Here, you get a beautifully tender slice of chashu pork belly topped with this amazing kimchi pico de gallo. Not only are you getting a truly inspired combination of Asian and Mexican flavors that doesn't feel gimmicky, but you've got a common thread between Yoko Taco and Yoko Ramen. It's also amazing—chashu pork evidently plays very nice with tacos.
I think a good taqueria should always have a nod to their street cart forebears who serve up traditional recipes of tripe, beef tongue and head cheese, and Yoko has something akin to that as well. Their pig ear taco ($4) is a great way to dip one's toes into the protein subgenre known as offal. It's a generous pile of sliced pig ears that have been steamed, chopped, fried and topped with a handful of chopped onion and cilantro.
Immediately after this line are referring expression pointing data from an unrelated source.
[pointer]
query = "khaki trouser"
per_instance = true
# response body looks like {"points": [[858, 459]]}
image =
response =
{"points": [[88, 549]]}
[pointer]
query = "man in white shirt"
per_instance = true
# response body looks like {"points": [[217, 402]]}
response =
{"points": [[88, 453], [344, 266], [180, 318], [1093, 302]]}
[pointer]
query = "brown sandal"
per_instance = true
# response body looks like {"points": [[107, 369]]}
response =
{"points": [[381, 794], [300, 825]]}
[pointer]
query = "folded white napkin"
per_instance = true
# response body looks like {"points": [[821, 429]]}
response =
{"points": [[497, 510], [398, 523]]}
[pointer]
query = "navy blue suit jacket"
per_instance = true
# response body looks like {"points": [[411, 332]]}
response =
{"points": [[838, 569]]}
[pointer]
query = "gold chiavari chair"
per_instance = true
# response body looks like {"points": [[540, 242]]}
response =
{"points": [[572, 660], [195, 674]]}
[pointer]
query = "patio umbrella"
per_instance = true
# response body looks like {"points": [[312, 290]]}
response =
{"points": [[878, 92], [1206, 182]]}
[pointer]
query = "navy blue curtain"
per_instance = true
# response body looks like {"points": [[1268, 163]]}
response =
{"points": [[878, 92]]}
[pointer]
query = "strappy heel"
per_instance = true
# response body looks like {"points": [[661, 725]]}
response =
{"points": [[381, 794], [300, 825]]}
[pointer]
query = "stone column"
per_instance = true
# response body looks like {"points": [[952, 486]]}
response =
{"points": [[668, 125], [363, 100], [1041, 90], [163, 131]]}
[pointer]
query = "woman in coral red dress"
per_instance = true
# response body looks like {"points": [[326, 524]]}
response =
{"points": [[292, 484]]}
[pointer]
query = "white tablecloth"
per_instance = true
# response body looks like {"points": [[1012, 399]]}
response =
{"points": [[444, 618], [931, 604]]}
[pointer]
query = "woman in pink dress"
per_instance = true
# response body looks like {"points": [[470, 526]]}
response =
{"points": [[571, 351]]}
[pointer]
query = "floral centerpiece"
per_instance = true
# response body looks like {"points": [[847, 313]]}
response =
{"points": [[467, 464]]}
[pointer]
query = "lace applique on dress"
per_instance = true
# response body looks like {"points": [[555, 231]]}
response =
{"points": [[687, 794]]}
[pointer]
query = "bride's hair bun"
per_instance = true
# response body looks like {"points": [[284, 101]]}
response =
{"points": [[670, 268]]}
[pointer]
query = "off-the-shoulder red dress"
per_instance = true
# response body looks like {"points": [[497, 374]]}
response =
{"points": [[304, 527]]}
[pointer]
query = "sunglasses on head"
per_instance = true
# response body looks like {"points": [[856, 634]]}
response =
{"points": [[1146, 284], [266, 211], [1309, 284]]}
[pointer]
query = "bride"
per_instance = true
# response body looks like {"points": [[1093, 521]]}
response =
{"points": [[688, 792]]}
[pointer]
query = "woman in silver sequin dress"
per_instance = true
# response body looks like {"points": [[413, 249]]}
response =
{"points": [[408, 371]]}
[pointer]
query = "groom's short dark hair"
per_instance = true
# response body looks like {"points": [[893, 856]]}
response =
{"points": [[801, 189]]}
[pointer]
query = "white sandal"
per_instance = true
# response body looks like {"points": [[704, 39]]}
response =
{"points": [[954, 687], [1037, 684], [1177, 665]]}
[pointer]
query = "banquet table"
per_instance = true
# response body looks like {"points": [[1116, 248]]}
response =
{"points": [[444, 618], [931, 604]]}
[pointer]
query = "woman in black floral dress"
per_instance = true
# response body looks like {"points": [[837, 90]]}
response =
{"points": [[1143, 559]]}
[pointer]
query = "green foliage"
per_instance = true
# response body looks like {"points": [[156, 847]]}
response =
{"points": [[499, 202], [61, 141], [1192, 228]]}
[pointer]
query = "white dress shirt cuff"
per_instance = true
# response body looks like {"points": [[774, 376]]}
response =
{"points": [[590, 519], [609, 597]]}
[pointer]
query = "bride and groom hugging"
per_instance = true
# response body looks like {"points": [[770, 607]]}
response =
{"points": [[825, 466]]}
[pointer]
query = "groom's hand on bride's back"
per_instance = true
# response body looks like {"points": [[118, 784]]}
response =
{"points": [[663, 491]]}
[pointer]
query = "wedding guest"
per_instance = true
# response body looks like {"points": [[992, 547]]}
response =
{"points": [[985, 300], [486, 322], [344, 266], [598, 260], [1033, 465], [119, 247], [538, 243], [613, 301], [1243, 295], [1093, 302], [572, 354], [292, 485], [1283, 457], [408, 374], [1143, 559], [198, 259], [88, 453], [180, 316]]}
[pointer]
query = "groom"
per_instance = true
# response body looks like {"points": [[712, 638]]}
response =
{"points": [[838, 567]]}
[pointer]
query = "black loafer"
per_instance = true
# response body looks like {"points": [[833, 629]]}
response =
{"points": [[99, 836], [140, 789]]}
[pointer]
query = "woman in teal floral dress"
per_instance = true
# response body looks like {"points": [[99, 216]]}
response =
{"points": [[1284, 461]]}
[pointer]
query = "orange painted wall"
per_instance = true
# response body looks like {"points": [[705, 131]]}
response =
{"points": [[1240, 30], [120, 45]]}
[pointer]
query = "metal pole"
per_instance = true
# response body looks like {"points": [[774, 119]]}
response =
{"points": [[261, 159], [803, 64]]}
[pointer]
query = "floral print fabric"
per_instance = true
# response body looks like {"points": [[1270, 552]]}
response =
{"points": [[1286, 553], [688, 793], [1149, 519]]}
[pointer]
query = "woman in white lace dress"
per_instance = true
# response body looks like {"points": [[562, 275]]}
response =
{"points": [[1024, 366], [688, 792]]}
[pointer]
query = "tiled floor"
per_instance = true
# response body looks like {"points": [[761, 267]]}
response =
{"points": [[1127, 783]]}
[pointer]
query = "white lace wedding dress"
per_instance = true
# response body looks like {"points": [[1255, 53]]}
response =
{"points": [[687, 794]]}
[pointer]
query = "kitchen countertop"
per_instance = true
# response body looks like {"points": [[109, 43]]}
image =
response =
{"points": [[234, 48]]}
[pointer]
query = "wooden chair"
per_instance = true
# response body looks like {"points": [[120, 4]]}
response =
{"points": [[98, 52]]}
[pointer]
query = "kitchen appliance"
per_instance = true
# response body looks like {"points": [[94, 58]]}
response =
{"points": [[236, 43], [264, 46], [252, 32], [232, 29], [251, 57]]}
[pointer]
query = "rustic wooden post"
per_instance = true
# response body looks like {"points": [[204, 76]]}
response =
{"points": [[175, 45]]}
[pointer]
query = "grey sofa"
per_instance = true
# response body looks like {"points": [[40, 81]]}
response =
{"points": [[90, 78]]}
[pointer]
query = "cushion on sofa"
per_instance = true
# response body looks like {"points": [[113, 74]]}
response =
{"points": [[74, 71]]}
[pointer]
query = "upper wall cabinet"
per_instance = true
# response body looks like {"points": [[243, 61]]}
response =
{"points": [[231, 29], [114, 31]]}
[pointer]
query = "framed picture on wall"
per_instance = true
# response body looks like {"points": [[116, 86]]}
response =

I've had pig ears that lean into their cartilaginous chew, but the pig ears at Yoko are much more into the crunchy side of things. In some ways I feel like the pig ears would almost be better served on top of the pork belly instead of as the centerpiece of their own taco, but I enjoyed this taco all the same.
Yoko Taco doesn't skimp on the protein, for sure, but they also offer a daily veg taco ($4) that includes whatever seasonal veggies the crew has on hand—mine had some buttery grilled lion's mane mushrooms that were fantastic. On top of that, all of their tacos are available in torta or burrito form, which are helpful upgrades for when you've found the taco that defines you as a person and simply want more of it.
I feel like opening Yoko Taco was a bold move, and it looks like it's paying off for the team. As the restaurant is still fairly new to the scene, it will be exciting to see what new flavors they experiment with and how their menu continues to evolve. For now, however, I will be more than content with those pork belly tacos.